The new rules are one of a number of reforms finally being introduced in the legal services area in October - almost four years after legislation allowing for them was signed into law.
Other changes are a new public complaints system and a new office to decide on legal costs disputes.
In a statement to the Irish Independent, the Department of Justice confirmed the new costs transparency obligations will apply from early next month and that the Legal Services Regulatory Authority (LSRA) plans to bring the complaints system into operation from October 7.
In recent weeks solicitors have been warned by the Law Society of the need to prepare for the new legal costs rules. In a guidance document for its members, the society said breaches of the regulations may constitute misconduct and lead to LSRA sanctions.
It remains to be seen if the new rules will help drive down legal costs. At a minimum, it is hoped they will ensure clients make more informed choices and avoid being hit with unexpected bills.
The key change is that solicitors will face greater obligations to let clients know legal costs that can be incurred in any given matter. This must be done using what is known as a Section 150 notice.

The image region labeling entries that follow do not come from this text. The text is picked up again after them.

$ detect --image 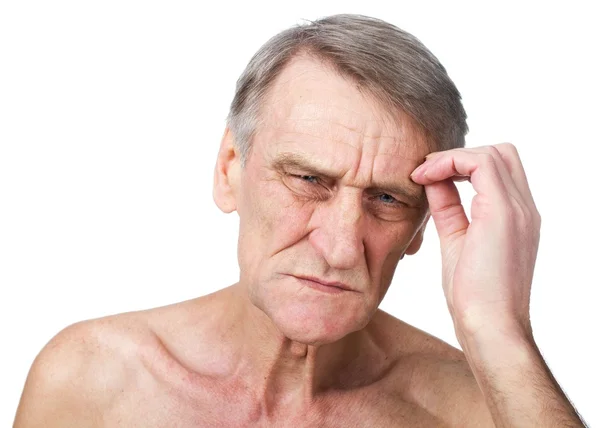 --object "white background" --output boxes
[0,0,600,426]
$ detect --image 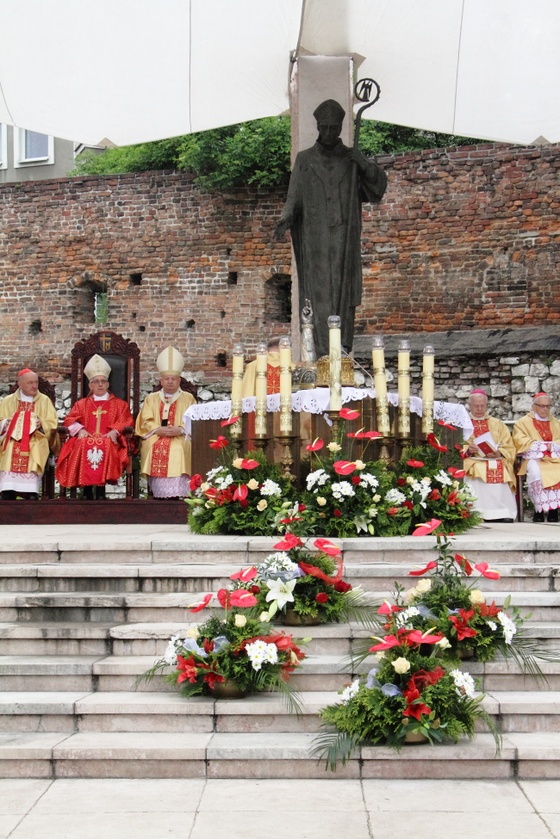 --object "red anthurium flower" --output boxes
[189,474,202,492]
[274,533,303,551]
[241,457,260,469]
[216,588,230,609]
[437,420,457,431]
[408,559,437,577]
[474,562,500,580]
[230,565,258,583]
[233,484,249,501]
[412,519,441,536]
[449,609,478,641]
[313,539,342,556]
[454,554,472,577]
[426,434,447,452]
[188,594,212,612]
[338,408,360,420]
[377,600,402,616]
[333,460,356,475]
[229,588,259,609]
[208,434,229,449]
[177,655,198,685]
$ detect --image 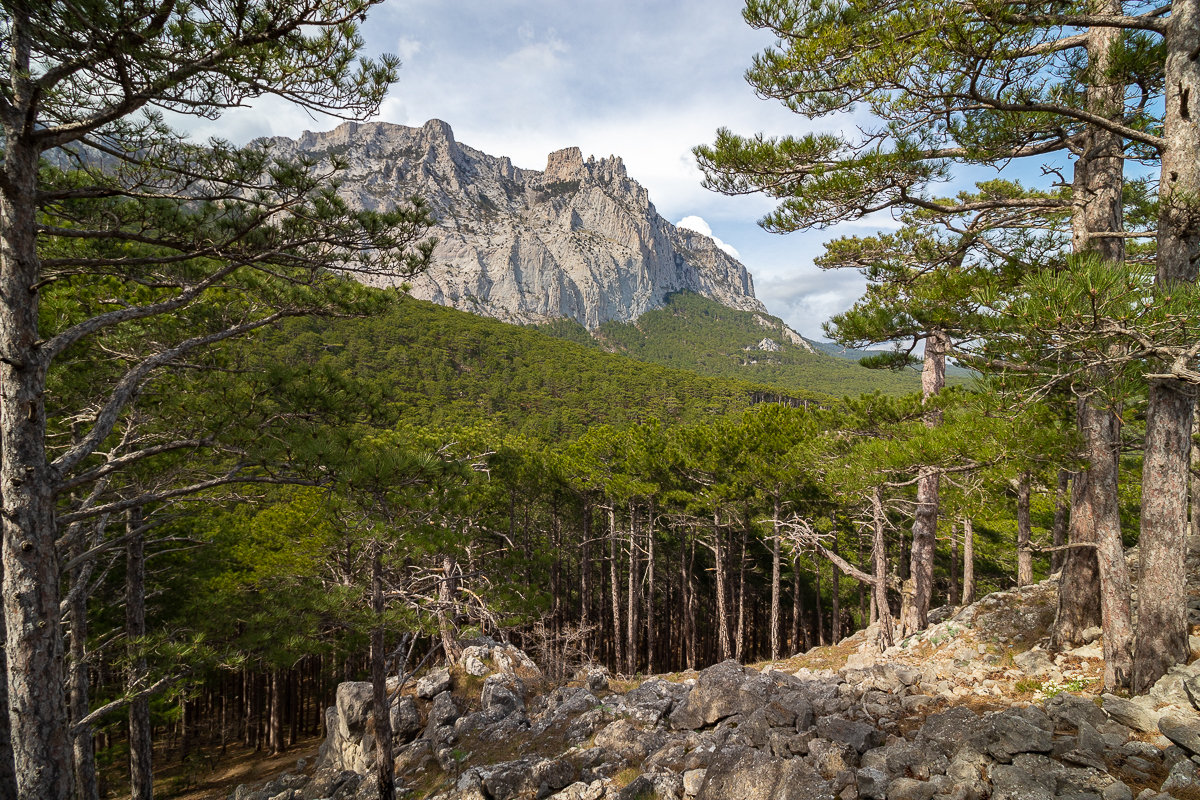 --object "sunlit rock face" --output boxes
[272,120,764,329]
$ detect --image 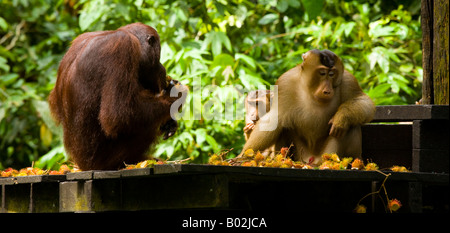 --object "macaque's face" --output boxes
[301,50,343,104]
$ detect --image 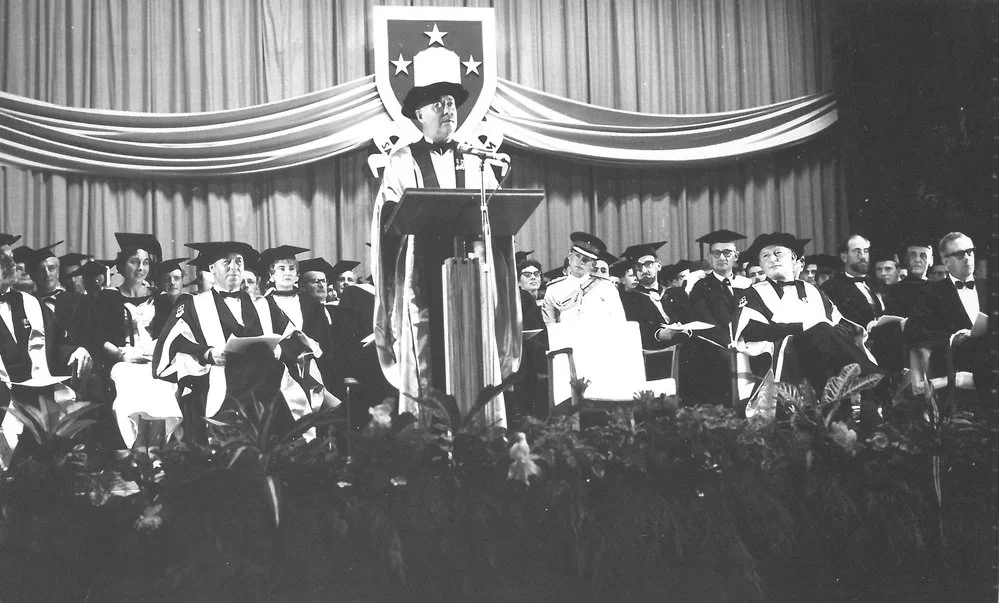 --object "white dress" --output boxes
[111,296,183,448]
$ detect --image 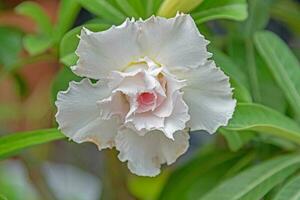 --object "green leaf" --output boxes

According to the guidance document, the new rules go much further than previous obligations.
Solicitors will be required, as soon as reasonably practicable, to give the client a notice setting out the legal costs that will be incurred.
Where this is not possible at the outset, the notice must set out the basis on which costs will be calculated.

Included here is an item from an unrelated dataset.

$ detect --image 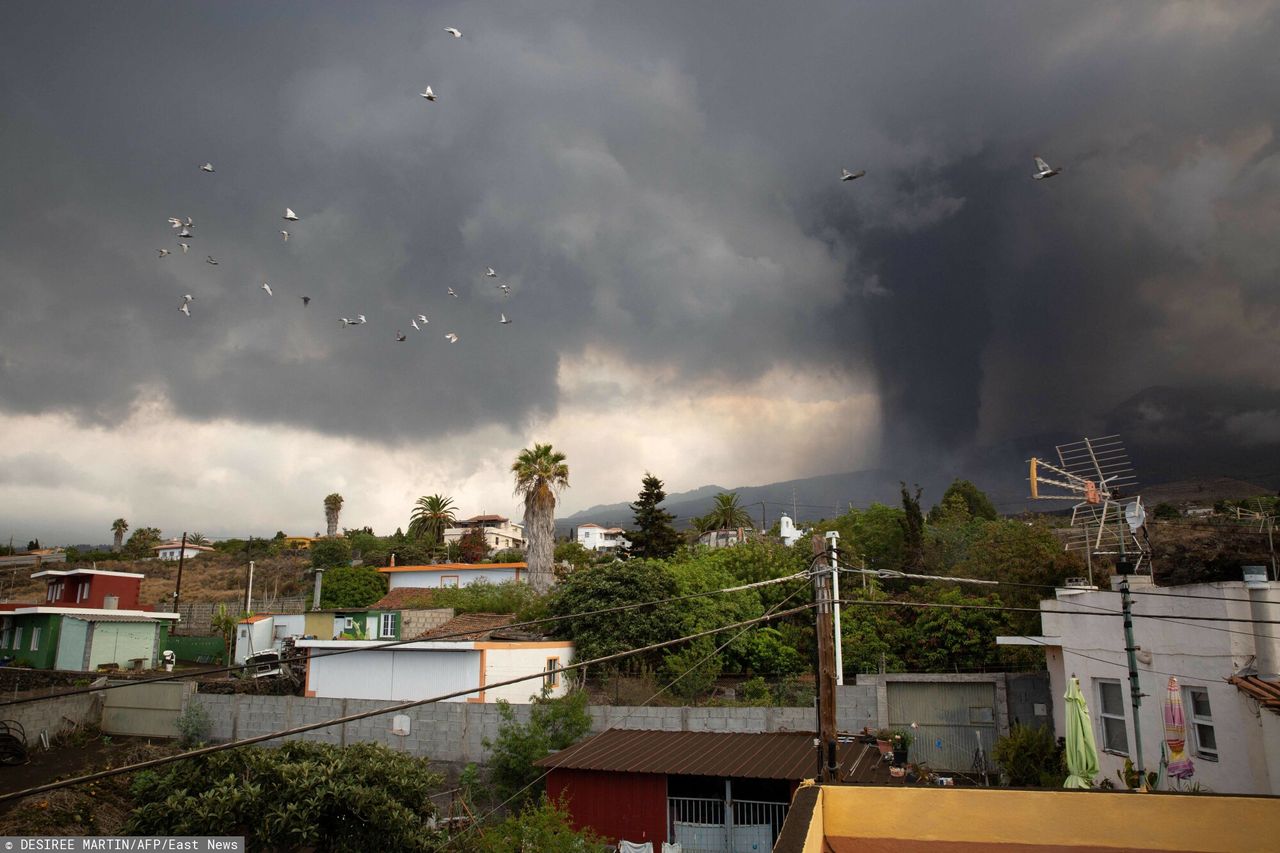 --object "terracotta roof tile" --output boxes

The society said many matters will require a minimum of two Section 150 notices and some will require many more.
If a solicitor becomes aware of a factor which would be likely to make the legal costs significantly higher than originally indicated, they will be required to provide the client with a new notice.
Meanwhile, the LSRA is seeking applications for lay membership of its complaints committee.
Although the authority came into being in October 2016, it first had to prioritise other areas of its remit before turning its attention to setting up a new complaints mechanism.
The committee will be made up of lawyers and lay members, but will always have a lay majority.
They will consider and investigate complaints against legal practitioners and can refer serious matters to a new Legal Practitioners Disciplinary Tribunal, which will sit in public.
This will see the gradual phasing out of the current system in which complaints are dealt with by the Law Society, the Solicitors Disciplinary Tribunal and the Barristers' Professional Conduct Tribunal.
According to the department, next month will also see the transition of the existing Office of the Taxing Master to that of the new Legal Costs Adjudicator. Unlike its predecessor, the new office will publish a register of its decisions.
It is hoped this will assist in consumer awareness of the going rate for certain types of legal work.
The changes are being introduced at a time when the cost of litigation is being considered as part of a wide-ranging review of civil justice led by the President of the High Court, Mr Justice Peter Kelly.
Last year he raised the prospect of a cap on fees, saying litigation in the High Court was potentially ruinous for someone on a middle-class salary.
He said one possible solution was for a judge to make an assessment that a trial should take no more than a certain number of days and that costs would not be allowed to exceed a specified amount.